Rare earth metal shortages could slow down the shift to low-carbon energy, even as automakers scramble to reduce their reliance on elements that are currently essential to their production chains.
But for now, wind and solar technology as well as electric vehicles are dependent on elements whose supplies could run out in as little as 15 years, and that impose a heavy environmental burden on soil and water in the regions where they are mined.
After Chinese geologists discovered a supply of medium and heavy rare earth elements (MHREEs) 50 years ago, “China replaced the U.S. as the biggest producer of rare earths, and Ganzhou rapidly became the world’s largest producer,” China Dialogue reports. In 2012, the Chinese government named the city, in the southeastern province of Jiangxi, “a ‘rare earths kingdom’, even though at that time its rare earth reserves were already almost depleted.”
Now, “a visit to the mines and industrial parks of Ganzhou gives no sense of a glorious ‘kingdom,’” writes correspondent Liu Hongqiao. “It’s a scene of devastation: crude open air mines and smelters, and rough muddy attempts at restoring the landscape. It’s a sight hard to associate with the environmental technologies that rare earths are used in.”
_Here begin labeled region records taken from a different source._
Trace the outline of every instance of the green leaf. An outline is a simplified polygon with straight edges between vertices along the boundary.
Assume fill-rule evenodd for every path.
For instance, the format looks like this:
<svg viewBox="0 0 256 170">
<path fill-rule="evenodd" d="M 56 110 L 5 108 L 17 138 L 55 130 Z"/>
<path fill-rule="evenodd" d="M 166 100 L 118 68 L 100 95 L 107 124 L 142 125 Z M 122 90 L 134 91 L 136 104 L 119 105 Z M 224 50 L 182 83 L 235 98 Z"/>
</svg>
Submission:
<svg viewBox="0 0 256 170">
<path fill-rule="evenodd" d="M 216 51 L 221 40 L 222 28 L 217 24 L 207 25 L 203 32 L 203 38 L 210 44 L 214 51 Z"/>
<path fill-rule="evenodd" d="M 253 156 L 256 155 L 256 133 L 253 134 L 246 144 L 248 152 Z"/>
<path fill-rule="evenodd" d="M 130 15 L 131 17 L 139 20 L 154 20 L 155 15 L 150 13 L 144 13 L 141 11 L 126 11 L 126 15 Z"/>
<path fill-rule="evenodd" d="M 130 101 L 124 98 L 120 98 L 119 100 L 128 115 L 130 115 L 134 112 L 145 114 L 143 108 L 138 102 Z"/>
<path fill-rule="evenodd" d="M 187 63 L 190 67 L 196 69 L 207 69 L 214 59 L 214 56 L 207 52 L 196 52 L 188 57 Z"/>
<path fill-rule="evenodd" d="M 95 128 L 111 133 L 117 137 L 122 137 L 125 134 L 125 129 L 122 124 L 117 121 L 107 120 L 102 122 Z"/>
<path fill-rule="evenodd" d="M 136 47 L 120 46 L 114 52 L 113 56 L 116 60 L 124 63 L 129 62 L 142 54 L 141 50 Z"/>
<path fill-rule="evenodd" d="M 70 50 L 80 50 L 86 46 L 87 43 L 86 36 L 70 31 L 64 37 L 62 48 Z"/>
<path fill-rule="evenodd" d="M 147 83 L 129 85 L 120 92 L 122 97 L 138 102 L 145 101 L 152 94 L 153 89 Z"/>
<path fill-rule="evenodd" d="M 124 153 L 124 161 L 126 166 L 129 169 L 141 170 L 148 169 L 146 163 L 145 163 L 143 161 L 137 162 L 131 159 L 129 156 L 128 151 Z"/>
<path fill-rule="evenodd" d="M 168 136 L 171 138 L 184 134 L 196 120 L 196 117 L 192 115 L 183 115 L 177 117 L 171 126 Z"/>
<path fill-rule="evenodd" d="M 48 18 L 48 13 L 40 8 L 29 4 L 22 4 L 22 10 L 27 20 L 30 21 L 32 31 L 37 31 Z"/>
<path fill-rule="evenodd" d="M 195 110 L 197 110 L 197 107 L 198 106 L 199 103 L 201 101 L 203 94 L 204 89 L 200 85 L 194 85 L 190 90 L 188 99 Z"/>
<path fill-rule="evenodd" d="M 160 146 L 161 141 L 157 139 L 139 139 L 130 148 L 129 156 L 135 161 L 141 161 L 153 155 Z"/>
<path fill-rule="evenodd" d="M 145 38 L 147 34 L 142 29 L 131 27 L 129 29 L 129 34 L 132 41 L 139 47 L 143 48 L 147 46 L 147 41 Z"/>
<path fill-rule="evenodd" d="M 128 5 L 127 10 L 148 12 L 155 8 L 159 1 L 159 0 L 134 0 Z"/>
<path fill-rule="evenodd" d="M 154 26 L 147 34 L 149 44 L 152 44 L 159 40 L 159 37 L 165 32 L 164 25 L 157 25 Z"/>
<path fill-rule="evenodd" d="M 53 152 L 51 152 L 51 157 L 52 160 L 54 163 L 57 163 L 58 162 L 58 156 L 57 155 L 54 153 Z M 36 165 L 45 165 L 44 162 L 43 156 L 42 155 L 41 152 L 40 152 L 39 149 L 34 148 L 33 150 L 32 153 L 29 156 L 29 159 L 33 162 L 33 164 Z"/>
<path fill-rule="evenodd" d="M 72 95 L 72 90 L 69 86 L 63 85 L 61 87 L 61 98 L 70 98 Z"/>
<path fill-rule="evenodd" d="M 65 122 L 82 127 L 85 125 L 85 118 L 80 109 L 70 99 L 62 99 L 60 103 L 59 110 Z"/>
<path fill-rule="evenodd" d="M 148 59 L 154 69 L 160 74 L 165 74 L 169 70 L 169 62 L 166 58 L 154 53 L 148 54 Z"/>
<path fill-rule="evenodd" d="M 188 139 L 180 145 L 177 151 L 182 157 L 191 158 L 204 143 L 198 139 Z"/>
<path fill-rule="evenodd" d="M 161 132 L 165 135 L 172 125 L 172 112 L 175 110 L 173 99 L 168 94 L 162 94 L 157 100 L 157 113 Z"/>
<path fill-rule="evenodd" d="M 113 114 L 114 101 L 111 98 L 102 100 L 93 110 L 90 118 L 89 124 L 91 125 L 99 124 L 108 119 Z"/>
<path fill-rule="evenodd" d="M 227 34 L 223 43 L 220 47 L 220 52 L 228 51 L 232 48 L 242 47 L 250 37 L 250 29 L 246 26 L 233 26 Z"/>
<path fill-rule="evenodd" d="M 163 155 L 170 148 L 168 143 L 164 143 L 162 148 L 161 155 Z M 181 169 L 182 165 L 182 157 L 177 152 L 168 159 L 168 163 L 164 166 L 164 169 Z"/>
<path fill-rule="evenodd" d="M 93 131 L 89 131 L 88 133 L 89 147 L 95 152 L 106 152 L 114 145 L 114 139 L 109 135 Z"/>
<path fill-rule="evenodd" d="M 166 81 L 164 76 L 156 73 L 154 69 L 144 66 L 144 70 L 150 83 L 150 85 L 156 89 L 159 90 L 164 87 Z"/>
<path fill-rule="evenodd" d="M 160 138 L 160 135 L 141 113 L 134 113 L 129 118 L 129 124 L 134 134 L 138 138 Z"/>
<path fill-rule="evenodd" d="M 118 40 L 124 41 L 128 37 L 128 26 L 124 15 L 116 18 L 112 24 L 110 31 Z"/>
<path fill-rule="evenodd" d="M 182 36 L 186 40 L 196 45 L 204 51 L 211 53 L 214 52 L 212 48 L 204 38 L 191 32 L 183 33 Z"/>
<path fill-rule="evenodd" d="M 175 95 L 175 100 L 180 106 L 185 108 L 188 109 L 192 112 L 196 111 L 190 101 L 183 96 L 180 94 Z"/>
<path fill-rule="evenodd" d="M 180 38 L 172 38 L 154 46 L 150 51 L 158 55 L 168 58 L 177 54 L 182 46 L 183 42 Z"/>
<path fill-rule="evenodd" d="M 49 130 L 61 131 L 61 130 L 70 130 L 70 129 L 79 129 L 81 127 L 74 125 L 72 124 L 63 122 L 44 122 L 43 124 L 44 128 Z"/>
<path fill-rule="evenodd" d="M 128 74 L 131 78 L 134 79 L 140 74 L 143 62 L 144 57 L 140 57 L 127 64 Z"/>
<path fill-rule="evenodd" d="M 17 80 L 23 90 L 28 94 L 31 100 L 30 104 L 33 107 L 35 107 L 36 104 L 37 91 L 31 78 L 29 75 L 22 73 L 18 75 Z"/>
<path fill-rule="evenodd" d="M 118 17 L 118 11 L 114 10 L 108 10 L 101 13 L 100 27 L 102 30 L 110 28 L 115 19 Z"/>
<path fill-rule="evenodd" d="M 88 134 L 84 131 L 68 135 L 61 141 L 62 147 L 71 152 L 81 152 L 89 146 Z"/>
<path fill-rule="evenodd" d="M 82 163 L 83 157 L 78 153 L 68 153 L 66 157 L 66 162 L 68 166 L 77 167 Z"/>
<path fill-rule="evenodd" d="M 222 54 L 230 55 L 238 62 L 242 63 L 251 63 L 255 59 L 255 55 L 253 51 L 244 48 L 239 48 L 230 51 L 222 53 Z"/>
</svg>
The country officially accounts for 85% of the world’s supply of rare earths, and China Dialogue says the tally goes higher after factoring in the black market for the materials. In Ganzhou, “over a decade of excessive extraction has left the surface water in the Zudong mining area, China’s biggest source of ion-absorption rare earths, with ammonia and total nitrogen levels far above safe standards, while groundwater is nowhere near up to minimum drinking water standards,” Hongqiao writes.
“In April 2012, a cross-ministry investigation headed up by the Ministry of Industry and Information Technology found 302 abandoned rare earth mining sites in Ganzhou, with 97.34 square kilometres affected. It would take 70 years just to deal with the 190 million tonnes of mining waste left behind.”